Kennelly also acknowledged attorney Messi’s attempt to draw parallels with the riots at the U.S. Capitol on Jan. 6, saying that in both cases involved “a bunch of people who mostly said to themselves, ‘We don’t like what’s going on there, so we’re’ going to destroy a bunch of things.” ». ”
“If we react like that, the law is gone,” Kennelly said during a video conference hearing. “It’s the rule of the crowd, it’s the justice of the piles, and no one wants that.”
Messi has been in custody at the capital’s correctional facility since August 2021, when he was arrested while trying to illegally buy a gun at an Indiana gun store while on bail. With good behavior he will be eligible for release in about five months.
Before Kennelly handed down the verdict, Messi brought a brief apology to the court, saying the behavior he was doing that night was behind him. He also said he was “not the only one” who posted similar things on social media, and believes he became a target of law enforcement, “because I had the most views”.
According to the court, Messi’s call to action began with messages he posted on Facebook on August 9, 2020, in which he told people to meet him on 63rd Street and South Racine Avenue, to then travel in a group downtown. Shortly before midnight, Messi posted a photo of himself on Facebook with the caption: “Let’s get ready to steal (swearing),” the complaint said.
“WARNING, WARNING, the lottery starts at 12 am,” another statement said, according to a screenshot included in the indictment. “ONLY TOOLS, SKI MASK AND GLOVES ARE CARRIED IN THE CENTER AND NORTHERN WORK.”
Several people responded to the message to discuss their plans to rob and comment on how it is happening, including one Facebook user who told others in the group, “We like 13 cars in depth,” prosecutors said.
Early on Aug. 10, several people smashed the windows of a marijuana dispensary in 900 West Weed Street using tools they had taken from the trunk of a messy car parked in the dispensary’s parking lot, the complaint said.

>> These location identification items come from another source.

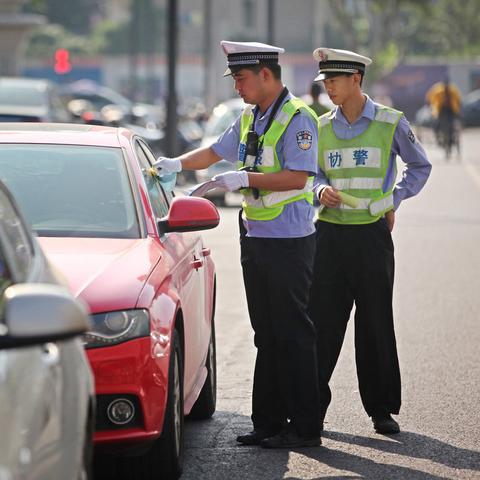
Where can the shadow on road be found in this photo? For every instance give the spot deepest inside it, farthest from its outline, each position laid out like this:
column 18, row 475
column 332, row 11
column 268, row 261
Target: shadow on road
column 406, row 444
column 414, row 445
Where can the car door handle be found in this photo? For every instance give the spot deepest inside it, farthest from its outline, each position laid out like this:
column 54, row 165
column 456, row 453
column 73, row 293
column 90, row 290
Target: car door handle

About half an hour later, Messi was caught on video surveillance cameras as he approached a retail store in Quarter 800 on North Michigan Avenue, brandishing an iron while another man smashed a shop window, the complaint said.
Messi and several others allegedly entered the store and stole a variety of coats before returning to Messi’s car, the complaint said. A few minutes later, the man announced in the Facebook group that, according to the accusations, they “just got” to the store.
Messi was also involved in the robbery of a store in the South Loop neighborhood and a Verizon store in the West Loop, the complaint said.
When Messi was warned that his messages inciting looting were spread on social media, he allegedly replied that he did not care, according to the criminal case. “(Lek) dem … freedom of speech,” he allegedly wrote.
Asking for a sentence of up to 21 months, U.S. Attorney General Aaron Bond said the damage to only two of the looted stores was estimated at $ 185,000. He also said that Messi’s actions that night were similar to “delivering a match to gas-soaked firewood.”
Messi’s lawyer Ilya Usharovich said that although what happened was “horrible”, it was an immediate crime and that keeping Messi behind bars will not help cure the root causes of the robbery.
“This is a young man who made stupid, stupid decisions,” Usharovich said. “He wanted to be recognized. He wanted to be a part of something. “
But Kennelly said that no matter how well thought out, Messi still committed a “really serious crime.”
“If stupidity was a defense against crime, there would be no more crimes,” the judge said.